Le dynamique candidat LR donne alors l’impression d’être parfaitement à l’aise avec le terrain (« Moi, j’aime les gens et ça se voit »), quand son concurrent Alain Fontanel (LREM), aussi raide que poli, est un habitué des silences embarrassés. Surtout, le conseiller municipal d’opposition mène son train sur un rythme effréné, au point qu’on a d’abord imaginé titrer ce portrait « la tornade Vetter ».
Mais en fait de tornade, ce mercredi soir, sur le plateau de France 3, Vetter fait l’effet d’un tiède sirocco. Il a préféré joué la partition du candidat sérieux, aussi calme que souriant, la voix posée, basse, peut-être même un peu trop.

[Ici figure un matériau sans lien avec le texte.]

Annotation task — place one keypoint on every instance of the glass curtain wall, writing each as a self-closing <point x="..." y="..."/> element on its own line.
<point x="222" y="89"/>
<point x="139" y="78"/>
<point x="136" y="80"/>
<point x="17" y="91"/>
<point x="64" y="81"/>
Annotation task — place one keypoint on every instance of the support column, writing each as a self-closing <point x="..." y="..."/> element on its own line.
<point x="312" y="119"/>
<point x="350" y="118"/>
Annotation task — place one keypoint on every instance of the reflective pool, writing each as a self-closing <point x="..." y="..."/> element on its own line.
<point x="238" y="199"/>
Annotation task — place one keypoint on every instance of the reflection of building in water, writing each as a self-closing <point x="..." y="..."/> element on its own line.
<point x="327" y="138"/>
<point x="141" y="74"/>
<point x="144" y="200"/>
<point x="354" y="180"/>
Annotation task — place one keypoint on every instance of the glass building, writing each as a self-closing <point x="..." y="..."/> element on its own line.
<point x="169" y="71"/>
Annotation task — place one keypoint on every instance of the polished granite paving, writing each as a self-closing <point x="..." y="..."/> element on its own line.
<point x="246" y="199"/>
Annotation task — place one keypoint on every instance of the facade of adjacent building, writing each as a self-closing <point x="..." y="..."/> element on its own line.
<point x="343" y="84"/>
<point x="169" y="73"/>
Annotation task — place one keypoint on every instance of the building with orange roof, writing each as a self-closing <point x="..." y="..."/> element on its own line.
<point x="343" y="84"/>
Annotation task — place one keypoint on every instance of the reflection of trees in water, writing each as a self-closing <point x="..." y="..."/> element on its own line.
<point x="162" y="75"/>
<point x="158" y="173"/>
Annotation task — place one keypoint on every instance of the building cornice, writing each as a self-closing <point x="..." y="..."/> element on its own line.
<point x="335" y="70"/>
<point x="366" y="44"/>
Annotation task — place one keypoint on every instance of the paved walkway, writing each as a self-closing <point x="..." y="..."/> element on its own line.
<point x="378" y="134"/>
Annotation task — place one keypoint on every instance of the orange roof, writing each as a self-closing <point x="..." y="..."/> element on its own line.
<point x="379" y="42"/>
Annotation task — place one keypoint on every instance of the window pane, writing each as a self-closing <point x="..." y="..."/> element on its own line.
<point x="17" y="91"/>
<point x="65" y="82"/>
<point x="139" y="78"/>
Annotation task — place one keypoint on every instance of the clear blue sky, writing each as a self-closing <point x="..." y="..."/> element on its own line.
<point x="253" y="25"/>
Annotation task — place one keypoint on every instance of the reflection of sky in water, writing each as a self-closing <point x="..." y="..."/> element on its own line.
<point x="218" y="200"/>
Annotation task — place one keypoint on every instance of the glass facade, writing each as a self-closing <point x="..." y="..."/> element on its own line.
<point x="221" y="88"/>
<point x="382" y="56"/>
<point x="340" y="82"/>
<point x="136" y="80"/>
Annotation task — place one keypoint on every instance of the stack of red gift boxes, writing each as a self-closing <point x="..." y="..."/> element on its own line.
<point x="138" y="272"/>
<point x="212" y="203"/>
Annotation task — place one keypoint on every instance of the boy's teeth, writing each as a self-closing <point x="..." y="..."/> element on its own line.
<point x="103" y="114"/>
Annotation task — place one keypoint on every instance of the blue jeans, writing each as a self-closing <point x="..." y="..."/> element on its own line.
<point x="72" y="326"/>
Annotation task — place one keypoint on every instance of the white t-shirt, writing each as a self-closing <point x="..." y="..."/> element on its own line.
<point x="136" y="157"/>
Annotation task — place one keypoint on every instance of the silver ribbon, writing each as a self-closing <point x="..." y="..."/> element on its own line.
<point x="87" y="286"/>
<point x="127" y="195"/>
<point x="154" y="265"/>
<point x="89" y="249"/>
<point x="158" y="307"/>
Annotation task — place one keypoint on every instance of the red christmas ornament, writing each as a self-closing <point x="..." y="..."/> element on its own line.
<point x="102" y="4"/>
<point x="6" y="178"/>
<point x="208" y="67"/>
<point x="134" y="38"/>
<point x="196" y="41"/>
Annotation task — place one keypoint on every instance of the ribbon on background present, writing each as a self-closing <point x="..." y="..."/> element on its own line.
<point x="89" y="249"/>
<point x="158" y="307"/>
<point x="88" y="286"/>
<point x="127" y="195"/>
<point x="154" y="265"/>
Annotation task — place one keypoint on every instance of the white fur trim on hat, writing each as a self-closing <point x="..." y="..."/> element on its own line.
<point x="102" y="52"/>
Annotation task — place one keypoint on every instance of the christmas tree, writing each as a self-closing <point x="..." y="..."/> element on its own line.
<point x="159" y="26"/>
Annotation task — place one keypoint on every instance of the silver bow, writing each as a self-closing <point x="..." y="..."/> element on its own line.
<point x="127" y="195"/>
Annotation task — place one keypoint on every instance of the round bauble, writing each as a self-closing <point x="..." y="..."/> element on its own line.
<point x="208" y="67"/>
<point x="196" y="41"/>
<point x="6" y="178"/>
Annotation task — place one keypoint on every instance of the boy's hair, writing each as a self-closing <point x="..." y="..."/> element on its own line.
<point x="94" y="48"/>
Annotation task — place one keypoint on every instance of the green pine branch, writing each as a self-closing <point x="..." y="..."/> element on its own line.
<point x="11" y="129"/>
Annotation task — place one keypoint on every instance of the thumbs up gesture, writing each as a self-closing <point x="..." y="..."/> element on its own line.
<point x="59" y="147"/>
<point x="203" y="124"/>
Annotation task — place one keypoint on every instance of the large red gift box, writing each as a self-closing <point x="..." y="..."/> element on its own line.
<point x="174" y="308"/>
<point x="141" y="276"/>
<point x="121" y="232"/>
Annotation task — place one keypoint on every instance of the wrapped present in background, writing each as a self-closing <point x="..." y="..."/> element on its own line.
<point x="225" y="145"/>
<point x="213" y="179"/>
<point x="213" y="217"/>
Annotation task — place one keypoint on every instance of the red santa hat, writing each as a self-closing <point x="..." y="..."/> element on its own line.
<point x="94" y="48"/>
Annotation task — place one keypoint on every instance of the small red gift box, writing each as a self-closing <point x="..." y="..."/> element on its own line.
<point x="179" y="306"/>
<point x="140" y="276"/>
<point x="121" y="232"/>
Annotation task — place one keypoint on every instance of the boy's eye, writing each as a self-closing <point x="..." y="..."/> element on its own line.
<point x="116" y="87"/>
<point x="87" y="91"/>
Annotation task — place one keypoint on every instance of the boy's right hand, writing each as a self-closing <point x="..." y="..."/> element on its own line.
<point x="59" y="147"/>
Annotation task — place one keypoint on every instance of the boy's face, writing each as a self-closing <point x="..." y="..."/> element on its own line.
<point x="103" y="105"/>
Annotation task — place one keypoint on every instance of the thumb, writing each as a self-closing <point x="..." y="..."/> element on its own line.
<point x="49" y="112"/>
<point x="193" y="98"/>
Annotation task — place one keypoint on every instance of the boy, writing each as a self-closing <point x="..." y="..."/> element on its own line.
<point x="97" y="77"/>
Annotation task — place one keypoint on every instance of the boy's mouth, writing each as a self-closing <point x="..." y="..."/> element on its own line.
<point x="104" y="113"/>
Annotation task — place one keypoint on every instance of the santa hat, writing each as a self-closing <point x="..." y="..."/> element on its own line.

Pour un peu, on l’aurait confondu avec Alain Fontanel, la tête de liste de la République en Marche, loin devant lui dans les sondages - le premier adjoint sortant est crédité de 27% des intentions de vote dimanche, quand Vetter accuse les 15%, et la dernière place d’une éventuelle quadrangulaire.
Valeur travail
Face à une dynamique qui ne prend pas, le jeune premier a-t-il voulu montrer qu’il avait les épaules pour le job, et adopter un train sénatorial, quitte à perdre de sa singularité ? Dans tous les cas, le candidat LR n’a pas déroulé ce mercredi soir l’habituel storytelling dont il rebat pourtant les oreilles de qui veut l’entendre depuis près d’un an et demi de campagne. Un récit de sa vie qui s’étale sur son site Vetter 2020 en un interminable diaporama de 26 photos commentées.